Medical imaging presents a different but equally demanding set of obstacles. Models must handle high-dimensional data — think thousands of pixels per image — while maintaining clinical accuracy. Diana Shadibaeva, an undergraduate research assistant in the University’s Laboratory of Medical Imaging and Informatics, works on projects that require precise image segmentation. That means teaching a model to outline organs, tumors, or other structures in a scan, pixel by pixel. Any error could affect diagnosis, so the modeling has to be both reliable and interpretable. Techniques like convolutional neural networks help, but you still need careful validation to ensure the model generalizes across different patients and imaging equipment.

Whether you’re dealing with underwater audio or medical images, the principles of data science modeling remain grounded in the same practical steps: clean your data, choose the right architecture, and test rigorously against real-world conditions. That’s how you turn noisy, complex inputs into trustworthy, actionable insights.
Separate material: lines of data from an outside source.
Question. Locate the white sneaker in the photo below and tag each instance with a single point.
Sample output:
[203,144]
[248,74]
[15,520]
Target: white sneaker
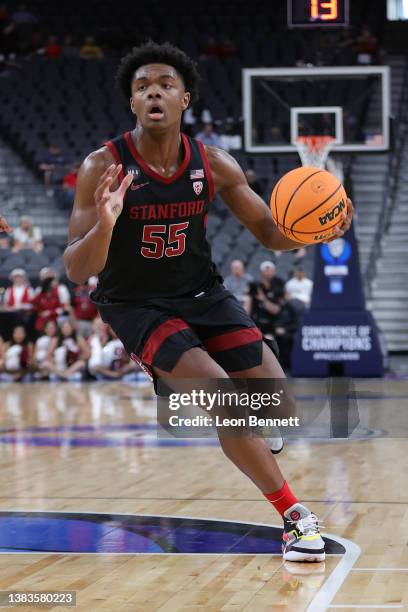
[301,536]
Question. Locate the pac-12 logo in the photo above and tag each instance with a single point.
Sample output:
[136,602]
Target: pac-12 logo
[134,171]
[198,187]
[333,213]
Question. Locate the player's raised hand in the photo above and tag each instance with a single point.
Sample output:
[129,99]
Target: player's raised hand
[345,223]
[4,226]
[109,203]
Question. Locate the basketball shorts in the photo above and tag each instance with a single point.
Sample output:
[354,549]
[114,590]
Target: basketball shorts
[157,332]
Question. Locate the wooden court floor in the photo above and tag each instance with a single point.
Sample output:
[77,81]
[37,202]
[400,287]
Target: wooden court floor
[358,488]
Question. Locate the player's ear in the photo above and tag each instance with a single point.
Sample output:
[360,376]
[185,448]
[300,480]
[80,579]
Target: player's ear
[186,100]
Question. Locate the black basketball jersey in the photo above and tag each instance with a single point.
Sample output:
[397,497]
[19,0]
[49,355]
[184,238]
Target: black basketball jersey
[159,246]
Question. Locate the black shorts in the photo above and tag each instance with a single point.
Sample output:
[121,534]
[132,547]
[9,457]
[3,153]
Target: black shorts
[156,333]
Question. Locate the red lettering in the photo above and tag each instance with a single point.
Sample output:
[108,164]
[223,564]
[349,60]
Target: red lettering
[162,211]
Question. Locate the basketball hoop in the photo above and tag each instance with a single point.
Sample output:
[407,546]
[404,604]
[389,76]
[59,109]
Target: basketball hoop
[314,150]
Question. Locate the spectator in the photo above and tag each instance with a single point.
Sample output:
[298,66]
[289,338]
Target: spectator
[27,236]
[69,50]
[47,304]
[238,282]
[16,356]
[64,295]
[286,324]
[20,294]
[299,287]
[264,298]
[44,346]
[50,163]
[4,240]
[67,361]
[53,49]
[90,50]
[253,181]
[84,309]
[208,137]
Frequently Asked Questions

How can you get hands-on experience with data science modeling as an undergraduate at Michigan Tech?

You can work directly on real-world projects, such as building models for underwater bioacoustics or analyzing sensor data. Professors like Havens and Roy often involve undergraduates in their research teams, giving you practical, step-by-step experience. This approach helps you learn how to apply data science modeling to solve concrete problems.
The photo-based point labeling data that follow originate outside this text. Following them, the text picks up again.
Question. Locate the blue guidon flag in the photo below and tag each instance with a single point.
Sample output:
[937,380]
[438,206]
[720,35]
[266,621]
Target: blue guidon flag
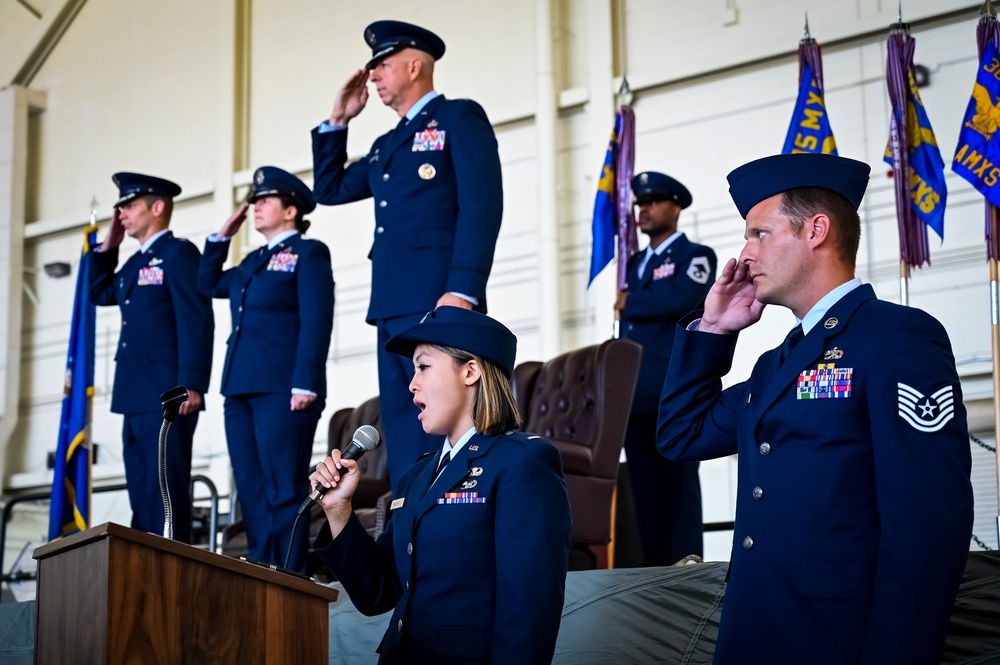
[928,193]
[926,413]
[810,129]
[977,157]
What exactly is data science modeling, and how is it different from general data science?

Data science modeling is the specific process of creating mathematical frameworks that learn patterns from data to make predictions or decisions. General data science includes the broader workflow of collecting, cleaning, and exploring data before modeling even begins. In short, modeling is the core analytical engine, while data science covers the entire pipeline from raw data to actionable insight.

Why is data science modeling considered the science behind LLMs and AI?

Large language models and AI systems rely on sophisticated data science modeling to process and generate human-like text. These models are trained on vast datasets using statistical techniques to predict the next word or identify patterns. Without robust data science modeling, LLMs would lack the structure needed to produce coherent and useful responses.